Mon collègue vice-président du BKDP Sergei Antusevich a pour numéro de téléphone +375 29 676 29 73. Nous sommes situés au 11 rue Serafimovich, Minsk, station de métro Proletarskaya – ce qui est non seulement pratique, mais aussi symbolique !
Dans les prochains jours, demain ou après-demain, nous devons rencontrer vos représentants délégués et former un CNG. Vous ne pouvez pas hésiter, même ceux qui n’auront pas réussi à le faire tout de suite, ils nous rejoindront plus tard.
Notre organisation, le BKDP, est reconnue non seulement dans le pays, mais aussi dans le monde, et est membre de la Confédération syndicale internationale (CSI).
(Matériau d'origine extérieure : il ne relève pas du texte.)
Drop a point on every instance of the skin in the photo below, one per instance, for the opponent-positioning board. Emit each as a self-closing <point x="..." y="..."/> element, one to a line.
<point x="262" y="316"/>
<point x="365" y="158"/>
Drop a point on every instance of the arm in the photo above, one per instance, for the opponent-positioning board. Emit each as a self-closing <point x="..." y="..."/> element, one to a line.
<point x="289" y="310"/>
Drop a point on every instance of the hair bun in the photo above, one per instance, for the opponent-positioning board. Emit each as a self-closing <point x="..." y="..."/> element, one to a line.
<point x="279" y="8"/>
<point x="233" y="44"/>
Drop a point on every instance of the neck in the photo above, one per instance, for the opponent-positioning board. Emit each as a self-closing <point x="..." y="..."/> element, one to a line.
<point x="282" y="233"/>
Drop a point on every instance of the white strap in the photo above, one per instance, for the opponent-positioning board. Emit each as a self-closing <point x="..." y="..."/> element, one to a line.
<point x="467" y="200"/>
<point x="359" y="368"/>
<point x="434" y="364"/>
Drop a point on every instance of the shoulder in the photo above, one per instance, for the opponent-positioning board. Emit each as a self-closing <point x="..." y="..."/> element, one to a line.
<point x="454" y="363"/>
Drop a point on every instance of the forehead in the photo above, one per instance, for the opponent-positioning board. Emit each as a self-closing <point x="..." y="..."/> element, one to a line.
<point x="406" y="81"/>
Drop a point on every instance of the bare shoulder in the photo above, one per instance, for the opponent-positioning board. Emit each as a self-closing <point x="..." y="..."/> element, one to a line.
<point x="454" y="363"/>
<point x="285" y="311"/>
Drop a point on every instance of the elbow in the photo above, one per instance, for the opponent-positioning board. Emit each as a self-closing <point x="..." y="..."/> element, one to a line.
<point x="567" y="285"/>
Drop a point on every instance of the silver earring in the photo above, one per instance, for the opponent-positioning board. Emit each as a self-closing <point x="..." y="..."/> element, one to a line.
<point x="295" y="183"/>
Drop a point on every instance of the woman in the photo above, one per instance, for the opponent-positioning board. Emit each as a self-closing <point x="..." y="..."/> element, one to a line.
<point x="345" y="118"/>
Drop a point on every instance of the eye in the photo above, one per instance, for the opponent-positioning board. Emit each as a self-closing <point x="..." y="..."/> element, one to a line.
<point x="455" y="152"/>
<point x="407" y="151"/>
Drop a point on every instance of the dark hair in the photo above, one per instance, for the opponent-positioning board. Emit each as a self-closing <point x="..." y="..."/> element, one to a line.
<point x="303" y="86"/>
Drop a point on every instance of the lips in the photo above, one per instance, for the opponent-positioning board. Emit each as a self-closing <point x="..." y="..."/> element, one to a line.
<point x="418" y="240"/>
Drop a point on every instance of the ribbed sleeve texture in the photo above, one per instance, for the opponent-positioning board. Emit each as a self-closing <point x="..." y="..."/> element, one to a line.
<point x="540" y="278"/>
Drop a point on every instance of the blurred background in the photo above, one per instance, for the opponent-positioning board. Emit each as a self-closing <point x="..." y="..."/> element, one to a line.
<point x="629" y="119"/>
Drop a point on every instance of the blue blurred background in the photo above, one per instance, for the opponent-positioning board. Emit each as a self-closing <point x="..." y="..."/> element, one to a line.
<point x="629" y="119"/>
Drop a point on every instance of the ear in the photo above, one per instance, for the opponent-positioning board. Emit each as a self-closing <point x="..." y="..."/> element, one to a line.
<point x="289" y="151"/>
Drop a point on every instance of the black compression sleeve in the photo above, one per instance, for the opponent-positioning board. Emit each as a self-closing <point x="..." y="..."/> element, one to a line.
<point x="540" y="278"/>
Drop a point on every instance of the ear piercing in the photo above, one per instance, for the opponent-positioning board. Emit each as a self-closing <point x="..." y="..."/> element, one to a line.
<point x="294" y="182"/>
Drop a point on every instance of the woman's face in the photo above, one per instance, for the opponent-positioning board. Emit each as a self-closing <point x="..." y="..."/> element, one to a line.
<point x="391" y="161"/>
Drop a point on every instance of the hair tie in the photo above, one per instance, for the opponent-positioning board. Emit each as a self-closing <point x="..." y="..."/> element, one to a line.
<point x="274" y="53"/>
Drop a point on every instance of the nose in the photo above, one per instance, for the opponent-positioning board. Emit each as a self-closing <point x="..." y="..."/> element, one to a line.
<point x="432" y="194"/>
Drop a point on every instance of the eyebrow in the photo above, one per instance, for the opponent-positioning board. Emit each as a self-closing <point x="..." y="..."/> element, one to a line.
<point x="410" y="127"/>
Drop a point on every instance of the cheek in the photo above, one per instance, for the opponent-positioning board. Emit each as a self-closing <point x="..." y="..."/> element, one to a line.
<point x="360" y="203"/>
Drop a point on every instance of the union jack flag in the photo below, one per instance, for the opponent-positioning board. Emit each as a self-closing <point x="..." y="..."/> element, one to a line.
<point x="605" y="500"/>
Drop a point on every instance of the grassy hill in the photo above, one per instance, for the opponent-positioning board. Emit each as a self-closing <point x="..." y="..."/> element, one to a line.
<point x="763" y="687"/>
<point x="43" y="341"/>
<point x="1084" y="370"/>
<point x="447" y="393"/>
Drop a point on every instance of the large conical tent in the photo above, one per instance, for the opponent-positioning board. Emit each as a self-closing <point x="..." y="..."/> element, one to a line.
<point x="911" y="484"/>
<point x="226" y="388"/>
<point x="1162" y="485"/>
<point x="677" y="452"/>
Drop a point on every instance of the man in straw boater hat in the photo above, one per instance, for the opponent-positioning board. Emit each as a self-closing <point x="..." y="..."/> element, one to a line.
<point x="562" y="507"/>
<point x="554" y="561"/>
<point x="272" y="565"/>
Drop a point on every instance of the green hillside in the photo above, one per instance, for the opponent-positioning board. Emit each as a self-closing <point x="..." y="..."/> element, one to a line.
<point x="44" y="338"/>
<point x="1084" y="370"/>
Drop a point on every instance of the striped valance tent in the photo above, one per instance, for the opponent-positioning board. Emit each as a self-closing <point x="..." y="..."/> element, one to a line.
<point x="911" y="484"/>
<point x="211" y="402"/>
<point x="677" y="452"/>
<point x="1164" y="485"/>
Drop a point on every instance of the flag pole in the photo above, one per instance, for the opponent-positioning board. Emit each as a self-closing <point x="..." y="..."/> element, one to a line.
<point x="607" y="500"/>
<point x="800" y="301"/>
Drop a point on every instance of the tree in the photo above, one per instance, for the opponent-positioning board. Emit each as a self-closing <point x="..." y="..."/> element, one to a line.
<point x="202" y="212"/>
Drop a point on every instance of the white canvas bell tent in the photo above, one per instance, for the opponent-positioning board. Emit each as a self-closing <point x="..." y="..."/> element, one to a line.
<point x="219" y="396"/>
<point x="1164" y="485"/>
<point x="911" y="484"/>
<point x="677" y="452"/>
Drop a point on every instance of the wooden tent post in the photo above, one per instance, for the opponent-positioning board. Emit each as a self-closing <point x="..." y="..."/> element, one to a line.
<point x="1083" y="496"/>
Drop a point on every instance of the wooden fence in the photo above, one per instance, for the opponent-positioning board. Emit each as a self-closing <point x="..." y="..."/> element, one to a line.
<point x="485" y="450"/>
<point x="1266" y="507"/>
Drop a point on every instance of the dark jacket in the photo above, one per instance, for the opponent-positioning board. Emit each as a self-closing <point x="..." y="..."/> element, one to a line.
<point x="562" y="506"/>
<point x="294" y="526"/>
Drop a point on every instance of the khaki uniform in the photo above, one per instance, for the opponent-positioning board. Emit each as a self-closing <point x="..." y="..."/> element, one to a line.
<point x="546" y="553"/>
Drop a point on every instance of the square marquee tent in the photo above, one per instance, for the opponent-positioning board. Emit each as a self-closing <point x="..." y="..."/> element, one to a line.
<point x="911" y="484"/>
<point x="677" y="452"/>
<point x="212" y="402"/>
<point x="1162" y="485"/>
Je suis moi-même vice-président de la CSI et membre du Conseil d’administration de l’Organisation internationale du travail (OIT).
Nous avons donc de bons atouts entre nos mains, nous pouvons interagir activement à la fois dans le pays et sur la scène internationale et utiliser les opportunités et les avantages de notre position pour résoudre la crise politique aiguë et assurer le transfert rapide du pouvoir dans le pays.
Mais pour cela, il est nécessaire, dès que possible, de créer un comité national de grève et d’élire ses dirigeants. Le sort de la patrie, le sort de la Bélarus est en jeu. Amis, écrivez et appelez, il faut agir vite, le retard est comme la mort. Puisque nous parlons du sort de notre Bélarus, et nous sommes les seuls à pouvoir, à cette heure fatidique, assumer la responsabilité de sortir de la crise politique aiguë et d’assurer une transition rapide du pouvoir.